I’m a fully qualified integrative therapist (registered with the Black and Asian Therapists Network) who specialises in racial trauma and the impact of systemic oppression. Holding a non-judgmental, compassionate space for clients is sacred work for me and I have over a decade of experience supporting marginalised groups in some capacity.
When so many are struggling with the daily realities of systemic oppression and racial stress, the exploration and celebration of culture, ethnicity and identity are essential parts of the healing process, so my core work centers around an empowerment triangle that explores the intersectional relationship with self, the family of origin and systems of oppression.

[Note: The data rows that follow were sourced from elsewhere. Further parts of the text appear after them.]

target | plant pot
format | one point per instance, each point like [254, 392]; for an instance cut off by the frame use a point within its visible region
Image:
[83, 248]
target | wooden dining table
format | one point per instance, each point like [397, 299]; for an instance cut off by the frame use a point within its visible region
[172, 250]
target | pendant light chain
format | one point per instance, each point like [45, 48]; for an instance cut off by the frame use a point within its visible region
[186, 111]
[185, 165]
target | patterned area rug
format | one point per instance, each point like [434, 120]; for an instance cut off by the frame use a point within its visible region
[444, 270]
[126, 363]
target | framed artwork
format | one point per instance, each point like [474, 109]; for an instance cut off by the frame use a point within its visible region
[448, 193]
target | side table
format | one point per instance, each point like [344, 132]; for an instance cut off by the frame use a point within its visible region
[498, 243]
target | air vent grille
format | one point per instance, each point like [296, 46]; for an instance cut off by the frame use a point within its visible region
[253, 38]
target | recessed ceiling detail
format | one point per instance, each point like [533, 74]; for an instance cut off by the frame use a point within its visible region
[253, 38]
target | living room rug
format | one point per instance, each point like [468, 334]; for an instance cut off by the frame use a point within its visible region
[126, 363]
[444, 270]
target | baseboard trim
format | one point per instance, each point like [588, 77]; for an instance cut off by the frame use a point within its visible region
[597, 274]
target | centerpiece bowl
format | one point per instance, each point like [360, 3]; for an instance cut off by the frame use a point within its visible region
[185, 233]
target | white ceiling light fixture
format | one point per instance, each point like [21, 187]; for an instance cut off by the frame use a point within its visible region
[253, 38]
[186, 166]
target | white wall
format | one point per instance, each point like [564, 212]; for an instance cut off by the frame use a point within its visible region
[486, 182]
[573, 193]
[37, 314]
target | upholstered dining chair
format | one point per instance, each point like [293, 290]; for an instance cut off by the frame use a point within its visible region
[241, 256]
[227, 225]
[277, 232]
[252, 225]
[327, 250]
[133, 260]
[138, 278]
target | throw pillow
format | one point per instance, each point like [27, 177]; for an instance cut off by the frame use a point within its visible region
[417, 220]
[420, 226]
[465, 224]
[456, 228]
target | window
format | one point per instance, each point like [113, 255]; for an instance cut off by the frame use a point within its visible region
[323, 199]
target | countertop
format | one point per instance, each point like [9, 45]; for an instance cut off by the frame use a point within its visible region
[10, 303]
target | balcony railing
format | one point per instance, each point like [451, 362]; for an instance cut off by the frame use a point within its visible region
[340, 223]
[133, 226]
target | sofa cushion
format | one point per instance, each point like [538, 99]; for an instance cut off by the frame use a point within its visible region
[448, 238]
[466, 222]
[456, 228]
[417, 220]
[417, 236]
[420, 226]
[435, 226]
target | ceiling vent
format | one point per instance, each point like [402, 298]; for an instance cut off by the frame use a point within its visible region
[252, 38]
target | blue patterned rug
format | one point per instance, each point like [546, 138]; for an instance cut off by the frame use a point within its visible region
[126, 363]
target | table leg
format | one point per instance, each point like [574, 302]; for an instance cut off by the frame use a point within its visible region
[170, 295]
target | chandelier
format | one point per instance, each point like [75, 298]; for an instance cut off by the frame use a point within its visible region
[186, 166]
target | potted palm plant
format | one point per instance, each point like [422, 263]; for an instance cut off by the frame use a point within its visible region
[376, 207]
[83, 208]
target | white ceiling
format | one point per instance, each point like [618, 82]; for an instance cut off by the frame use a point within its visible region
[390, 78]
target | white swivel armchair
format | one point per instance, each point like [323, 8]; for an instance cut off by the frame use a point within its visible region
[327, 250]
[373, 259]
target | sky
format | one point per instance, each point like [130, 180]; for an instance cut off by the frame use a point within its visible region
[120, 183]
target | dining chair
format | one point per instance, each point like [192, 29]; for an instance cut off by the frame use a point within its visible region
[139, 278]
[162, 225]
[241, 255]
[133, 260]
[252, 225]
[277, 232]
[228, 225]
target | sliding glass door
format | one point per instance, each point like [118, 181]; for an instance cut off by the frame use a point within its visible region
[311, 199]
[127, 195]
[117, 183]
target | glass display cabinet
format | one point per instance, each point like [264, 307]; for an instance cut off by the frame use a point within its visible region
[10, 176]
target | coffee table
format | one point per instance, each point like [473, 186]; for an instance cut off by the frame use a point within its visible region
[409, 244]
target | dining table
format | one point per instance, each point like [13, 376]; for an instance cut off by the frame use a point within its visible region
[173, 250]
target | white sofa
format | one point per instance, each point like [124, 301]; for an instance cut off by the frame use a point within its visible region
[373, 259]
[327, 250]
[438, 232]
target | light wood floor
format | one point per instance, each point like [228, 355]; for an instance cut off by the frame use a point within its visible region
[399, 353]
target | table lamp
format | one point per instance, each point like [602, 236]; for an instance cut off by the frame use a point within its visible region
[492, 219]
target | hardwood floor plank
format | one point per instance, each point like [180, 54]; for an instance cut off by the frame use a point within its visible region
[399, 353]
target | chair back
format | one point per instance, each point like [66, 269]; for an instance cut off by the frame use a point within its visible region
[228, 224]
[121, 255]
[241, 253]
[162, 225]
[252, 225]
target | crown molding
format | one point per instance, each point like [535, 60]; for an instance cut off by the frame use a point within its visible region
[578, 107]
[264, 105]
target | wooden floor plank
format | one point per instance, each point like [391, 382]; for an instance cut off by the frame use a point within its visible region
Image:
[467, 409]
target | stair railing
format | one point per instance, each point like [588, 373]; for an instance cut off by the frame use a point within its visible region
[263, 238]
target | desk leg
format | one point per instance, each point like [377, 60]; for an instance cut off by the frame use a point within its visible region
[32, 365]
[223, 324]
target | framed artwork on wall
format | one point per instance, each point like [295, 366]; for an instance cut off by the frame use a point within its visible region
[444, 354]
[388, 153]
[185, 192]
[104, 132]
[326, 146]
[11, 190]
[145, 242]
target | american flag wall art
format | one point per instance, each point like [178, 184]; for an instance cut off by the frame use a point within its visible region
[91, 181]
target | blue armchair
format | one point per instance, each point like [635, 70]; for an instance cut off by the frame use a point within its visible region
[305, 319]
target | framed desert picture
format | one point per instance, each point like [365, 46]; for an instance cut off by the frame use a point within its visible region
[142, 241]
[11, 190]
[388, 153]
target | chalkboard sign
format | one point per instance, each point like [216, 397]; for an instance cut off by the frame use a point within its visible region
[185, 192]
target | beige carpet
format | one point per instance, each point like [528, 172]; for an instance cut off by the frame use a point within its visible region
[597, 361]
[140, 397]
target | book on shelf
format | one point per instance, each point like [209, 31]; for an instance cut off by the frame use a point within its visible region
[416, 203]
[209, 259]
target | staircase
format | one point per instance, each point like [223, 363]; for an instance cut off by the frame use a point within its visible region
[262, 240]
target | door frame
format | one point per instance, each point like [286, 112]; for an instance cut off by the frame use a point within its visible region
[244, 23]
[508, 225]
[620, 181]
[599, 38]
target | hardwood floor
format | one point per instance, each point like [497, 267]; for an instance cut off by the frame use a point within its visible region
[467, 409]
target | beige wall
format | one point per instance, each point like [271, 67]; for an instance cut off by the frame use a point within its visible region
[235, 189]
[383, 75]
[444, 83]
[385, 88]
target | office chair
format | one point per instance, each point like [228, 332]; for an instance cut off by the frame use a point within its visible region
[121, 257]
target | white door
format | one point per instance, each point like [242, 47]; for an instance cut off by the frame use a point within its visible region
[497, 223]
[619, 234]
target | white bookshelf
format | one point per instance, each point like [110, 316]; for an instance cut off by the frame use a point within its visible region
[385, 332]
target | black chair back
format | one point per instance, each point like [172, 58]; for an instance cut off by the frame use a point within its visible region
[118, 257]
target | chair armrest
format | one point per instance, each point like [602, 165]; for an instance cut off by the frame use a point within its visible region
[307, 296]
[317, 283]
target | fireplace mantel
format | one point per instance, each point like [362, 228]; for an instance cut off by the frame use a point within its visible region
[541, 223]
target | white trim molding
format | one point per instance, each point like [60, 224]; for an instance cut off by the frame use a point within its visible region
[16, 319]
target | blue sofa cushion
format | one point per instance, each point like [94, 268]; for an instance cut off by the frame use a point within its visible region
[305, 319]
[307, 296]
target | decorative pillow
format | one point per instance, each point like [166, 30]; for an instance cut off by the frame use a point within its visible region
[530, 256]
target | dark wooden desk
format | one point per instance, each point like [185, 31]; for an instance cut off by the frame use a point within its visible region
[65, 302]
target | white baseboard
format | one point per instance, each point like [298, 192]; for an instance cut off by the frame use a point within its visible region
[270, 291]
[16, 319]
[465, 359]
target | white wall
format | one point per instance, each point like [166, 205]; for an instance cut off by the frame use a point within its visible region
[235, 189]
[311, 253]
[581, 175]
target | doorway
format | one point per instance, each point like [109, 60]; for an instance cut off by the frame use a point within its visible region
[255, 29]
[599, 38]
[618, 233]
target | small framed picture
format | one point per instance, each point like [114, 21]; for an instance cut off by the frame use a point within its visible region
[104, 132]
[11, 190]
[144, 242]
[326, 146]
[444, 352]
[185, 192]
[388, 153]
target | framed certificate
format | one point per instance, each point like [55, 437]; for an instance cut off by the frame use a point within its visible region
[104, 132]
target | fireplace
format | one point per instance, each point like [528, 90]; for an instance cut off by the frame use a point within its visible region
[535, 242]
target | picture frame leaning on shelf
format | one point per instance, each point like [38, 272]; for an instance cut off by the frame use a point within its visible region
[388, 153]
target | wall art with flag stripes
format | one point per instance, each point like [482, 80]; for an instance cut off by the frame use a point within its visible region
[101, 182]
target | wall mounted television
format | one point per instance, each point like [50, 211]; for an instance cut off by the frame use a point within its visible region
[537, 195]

My core qualification and additional training include:
Integrative Psychotherapy Diploma.
Working with trauma series: 4 part CPD
1.Safe & Effective Trauma Essentials.
2.Achieving Safety and Stabilisation in Stage 1 Trauma Therapy.
3.Understanding & Working with Dissociation, CPTSD & Shame.
4.Working with trauma: The impact on therapists.
Group Work Matters facilitation course.
Somatic Abolitionism Foundations with Resmaa Menakem.
Communal Consultations for Bodies of Culture with Resmaa Menakem.
Working with Sex in the Therapy room.
I started my healing journey back in 2009 within the rooms of 12-step recovery and therapy after finding myself repeatedly in relationships that were dysfunctional and abusive. Although I learned a lot from unpacking my pain and joining the dots at an individual level, there was no cultural context around it.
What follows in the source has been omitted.